Crop diseases, which threaten the world’s food security, can be fought with the help of artificial intelligence systems. Scientists from EPFL and Penn State University have trained a deep-learning neural network that can accurately diagnose crop diseases by “seeing” and analyzing normal photographs of individual plants. The algorithm, which is part of the “PlantVillage” project, represents the first successful proof of concept for disease diagnosis through smartphone photos, and will be used to build an app for farmers. The work has been published in Frontiers in Plant Science.
The unprecedented growth of the world’s population means food shortage and ecosystem pressure will become global problems in the coming decades. PlantVillage, a project that employs algorithms to train computers to diagnose crop disease, is the brainchild of Marcel Salathé at EPFL and David Hughes at Penn State. The algorithm development itself is led by computer scientist Sharada P. Mohanty, a PhD student in Salathé’s Laboratory of Digital Epidemiology.
The project benefits from the progress that has been made in the field of “deep learning” in recent years. Deep learning is a type of machine learning that uses algorithms to find patterns in big sets of data – in this case, over 50,000 digital photographs of diseased plants, made openly available by PlantVillage. Through a computational neural network, the system processes the photographs through multiple layers of artificial neurons, and so gradually “learns” to identify different diseases with high degrees of certainty.
The goal is to put the tool in the hands of farmers, agriculturists, and everyday gardeners in the form of a smartphone app. “People will be able to snap a photograph of their sick plant with the app and get a diagnosis within seconds,” says Salathé.
To enable anyone in the world to develop such algorithms, the scientists made their database of over 50,000 photographs openly available in 2015. The current paper demonstrates their deep-learning algorithm at work: The researchers assigned every one of 54,306 photographs of diseased and healthy plant leaves to one of 38 classes of crop-disease pairs (e.g. Tomato plant-Tomato Early Blight, Apple tree – Apple scab etc).

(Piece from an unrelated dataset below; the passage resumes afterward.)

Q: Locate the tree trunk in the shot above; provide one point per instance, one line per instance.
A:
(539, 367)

They then trained their “deep convolutional neural network” to identify plants and diseases (or lack thereof for healthy plants), and they measured how accurately it could assign each image to the correct class. In total, working with 14 crop species and 26 different plant diseases, the system could identify diseases on images it had never seen before with an accuracy of 99.35%.

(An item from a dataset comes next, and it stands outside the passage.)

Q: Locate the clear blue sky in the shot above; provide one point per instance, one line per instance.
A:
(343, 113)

Building the algorithm and training the model require significant computing power and time, but once trained, the classification task itself is very fast, and the resulting code is small enough to be easily installed on a smartphone. “This presents a clear path towards smartphone-assisted crop-disease diagnosis on a massive global scale,” says lead author Sharada Mohanty.
However, these photographs were taken under controlled conditions of lighting, color etc, which don’t always correspond to a snapshot taken in a field. To address this, the team is now expanding their database of images to about 150,000 in order to improve the system’s ability to identify diseases. In addition, they are planning to also expand the amount of data that the network will use to make accurate diagnoses.
“At this point, we’re relying on a photograph taken by a user in a field under natural conditions,” explains Salathé. “But in the future, we would like to also bring in time, location, epidemiological trends, weather conditions and other signals to bear upon the network, which would vastly improve its abilities.” Although this system aims to supplement rather than replace existing diagnostic methods, the fact that there will be over 5 billion smartphones around the world by 2020 will be a tremendous advantage.
“We do believe that the approach represents a viable additional method to help prevent yield loss,” says David Hughes. “With the ever-improving number and quality of sensors on mobile devices, we consider it likely that highly accurate diagnoses via the smartphone are only a question of time.”